Un document unique sur Flaubert, son masque mortuaire

  Les Amis de Flaubert – Année 1961 – Bulletin n° 19 – Page 57

 

Un document unique sur Flaubert :

Son masque mortuaire

Comme chaque année, les « Amis de Flaubert » ont célébré, en mai dernier, leur grand homme à Croisset, où il a écrit ses chefs-d’œuvre et où il est tombé, foudroyé, la plume à la main.

Sous les ombrages de Croisset, chacun pouvait animer à son gré les images de Flaubert que nous portons en nous car, en réalité, on en possède peu d’authentiques au cours d’une existence de cinquante-neuf années (1821-1880).

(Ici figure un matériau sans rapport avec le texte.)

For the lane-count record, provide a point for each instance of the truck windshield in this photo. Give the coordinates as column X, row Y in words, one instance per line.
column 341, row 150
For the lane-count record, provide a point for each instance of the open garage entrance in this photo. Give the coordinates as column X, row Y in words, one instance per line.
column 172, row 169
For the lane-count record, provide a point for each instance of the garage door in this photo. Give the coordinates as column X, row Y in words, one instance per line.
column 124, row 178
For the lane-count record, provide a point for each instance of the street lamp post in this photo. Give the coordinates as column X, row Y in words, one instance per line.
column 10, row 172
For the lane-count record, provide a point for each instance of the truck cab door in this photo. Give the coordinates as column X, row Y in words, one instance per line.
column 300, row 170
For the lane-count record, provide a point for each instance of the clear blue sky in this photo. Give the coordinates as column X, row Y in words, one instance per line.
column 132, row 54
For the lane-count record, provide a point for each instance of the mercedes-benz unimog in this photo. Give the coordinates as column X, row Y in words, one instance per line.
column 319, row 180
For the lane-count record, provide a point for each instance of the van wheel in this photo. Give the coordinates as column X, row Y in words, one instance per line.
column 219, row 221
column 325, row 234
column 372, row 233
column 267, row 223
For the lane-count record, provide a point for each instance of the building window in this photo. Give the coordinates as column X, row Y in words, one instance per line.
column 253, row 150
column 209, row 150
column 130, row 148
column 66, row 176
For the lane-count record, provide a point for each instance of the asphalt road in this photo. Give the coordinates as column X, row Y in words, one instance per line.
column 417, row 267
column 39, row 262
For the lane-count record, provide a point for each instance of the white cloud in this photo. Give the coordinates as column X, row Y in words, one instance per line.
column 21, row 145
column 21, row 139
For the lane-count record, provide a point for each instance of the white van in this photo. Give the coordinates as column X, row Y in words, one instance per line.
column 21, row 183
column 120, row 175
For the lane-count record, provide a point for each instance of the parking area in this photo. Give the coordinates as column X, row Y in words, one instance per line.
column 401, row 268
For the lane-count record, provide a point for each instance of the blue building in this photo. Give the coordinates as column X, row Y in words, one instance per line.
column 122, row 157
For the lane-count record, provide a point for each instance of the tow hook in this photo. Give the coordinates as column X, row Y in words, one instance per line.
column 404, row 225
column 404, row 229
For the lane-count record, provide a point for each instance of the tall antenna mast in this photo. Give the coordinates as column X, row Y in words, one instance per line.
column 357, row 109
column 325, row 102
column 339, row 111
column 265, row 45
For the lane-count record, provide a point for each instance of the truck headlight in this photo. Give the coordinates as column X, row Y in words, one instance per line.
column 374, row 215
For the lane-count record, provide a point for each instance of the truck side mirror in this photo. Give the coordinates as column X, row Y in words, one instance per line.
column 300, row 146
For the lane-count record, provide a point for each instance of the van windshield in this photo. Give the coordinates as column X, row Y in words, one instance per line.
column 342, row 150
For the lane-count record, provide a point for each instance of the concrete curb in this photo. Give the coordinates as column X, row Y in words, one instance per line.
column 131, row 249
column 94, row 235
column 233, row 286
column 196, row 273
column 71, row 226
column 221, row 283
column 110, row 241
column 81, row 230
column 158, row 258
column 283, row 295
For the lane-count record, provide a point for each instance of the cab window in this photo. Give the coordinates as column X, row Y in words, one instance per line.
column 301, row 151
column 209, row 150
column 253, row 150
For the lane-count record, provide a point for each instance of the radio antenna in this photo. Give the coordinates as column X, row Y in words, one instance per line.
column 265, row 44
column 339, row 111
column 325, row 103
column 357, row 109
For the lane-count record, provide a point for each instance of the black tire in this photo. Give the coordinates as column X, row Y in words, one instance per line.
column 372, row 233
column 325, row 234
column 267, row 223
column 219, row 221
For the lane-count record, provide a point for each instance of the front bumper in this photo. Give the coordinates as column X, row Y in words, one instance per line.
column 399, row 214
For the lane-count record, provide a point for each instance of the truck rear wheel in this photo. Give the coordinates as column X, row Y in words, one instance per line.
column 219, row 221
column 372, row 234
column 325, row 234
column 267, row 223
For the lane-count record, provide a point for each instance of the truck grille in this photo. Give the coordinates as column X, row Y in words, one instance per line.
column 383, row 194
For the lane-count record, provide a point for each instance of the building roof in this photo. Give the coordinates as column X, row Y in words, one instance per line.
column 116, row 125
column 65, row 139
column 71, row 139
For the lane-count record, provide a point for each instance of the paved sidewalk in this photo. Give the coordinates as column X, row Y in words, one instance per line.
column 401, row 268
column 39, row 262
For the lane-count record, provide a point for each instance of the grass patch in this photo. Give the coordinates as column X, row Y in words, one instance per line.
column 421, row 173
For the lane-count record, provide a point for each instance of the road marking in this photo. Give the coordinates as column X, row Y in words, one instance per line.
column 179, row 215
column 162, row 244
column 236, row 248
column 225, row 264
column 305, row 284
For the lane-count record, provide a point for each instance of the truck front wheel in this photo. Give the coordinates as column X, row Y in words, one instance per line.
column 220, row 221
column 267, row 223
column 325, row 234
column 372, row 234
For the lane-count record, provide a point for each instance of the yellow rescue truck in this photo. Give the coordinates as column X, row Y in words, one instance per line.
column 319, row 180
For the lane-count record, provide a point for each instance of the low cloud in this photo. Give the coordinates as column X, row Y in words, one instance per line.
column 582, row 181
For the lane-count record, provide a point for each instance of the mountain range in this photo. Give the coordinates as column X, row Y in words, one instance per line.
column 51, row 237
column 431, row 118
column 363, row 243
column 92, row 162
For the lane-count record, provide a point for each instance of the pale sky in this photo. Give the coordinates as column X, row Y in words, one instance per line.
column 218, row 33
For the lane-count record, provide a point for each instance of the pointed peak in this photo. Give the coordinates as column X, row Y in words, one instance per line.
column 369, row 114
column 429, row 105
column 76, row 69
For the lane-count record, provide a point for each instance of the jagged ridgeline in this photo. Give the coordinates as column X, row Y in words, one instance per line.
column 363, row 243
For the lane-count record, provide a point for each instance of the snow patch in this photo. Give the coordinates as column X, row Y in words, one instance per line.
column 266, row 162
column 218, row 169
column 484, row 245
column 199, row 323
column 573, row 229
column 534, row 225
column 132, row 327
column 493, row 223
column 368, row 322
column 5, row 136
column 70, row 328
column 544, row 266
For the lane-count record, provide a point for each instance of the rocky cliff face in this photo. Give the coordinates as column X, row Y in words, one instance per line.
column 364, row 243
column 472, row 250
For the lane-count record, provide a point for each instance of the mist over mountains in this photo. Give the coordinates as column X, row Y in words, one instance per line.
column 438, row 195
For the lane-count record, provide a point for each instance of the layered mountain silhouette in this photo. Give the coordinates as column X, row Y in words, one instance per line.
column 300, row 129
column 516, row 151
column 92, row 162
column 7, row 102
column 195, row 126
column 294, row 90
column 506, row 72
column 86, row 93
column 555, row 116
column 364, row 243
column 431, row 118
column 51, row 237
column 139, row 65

Flaubert avait horreur de tout ce qui pouvait ressembler à quelque manifestation de cabotinage, si vénielle pût-elle paraître. Pas d’illustration pour ses œuvres ; pas de publication d’images de lui. Cela jusqu’à la fin puisque, peu de temps avant de mourir, alors que La Vie moderne préparait la publication de sa féerie Le Château des Cœurs, il proclamait à Émile Bergerat : « C’est entendu, mais à une dernière condition : c’est que vous ne publierez pas mon portrait. Je ne veux pas être portraituré. Mes traits ne sont pas dans le commerce. J’ai toujours été implacable sur cette question : pas de portrait à aucun prix. J’ai mon idée là-dessus et je veux être le seul homme du XIXe siècle dont la postérité puisse dire : « Il ne s’est jamais fait représenter, souriant, à un photographe, la main dans le gilet et une fleur à la boutonnière ».

On possède donc fort peu d’authentiques portraits de Flaubert (trois ou quatre photographies ; notamment de Carjat et de Nadar, cinq ou six croquis, dessins ou peintures tout au plus, peut-être moins). Le reste n’est que la multitude des reproductions plus ou moins valables d’après les mêmes prototypes.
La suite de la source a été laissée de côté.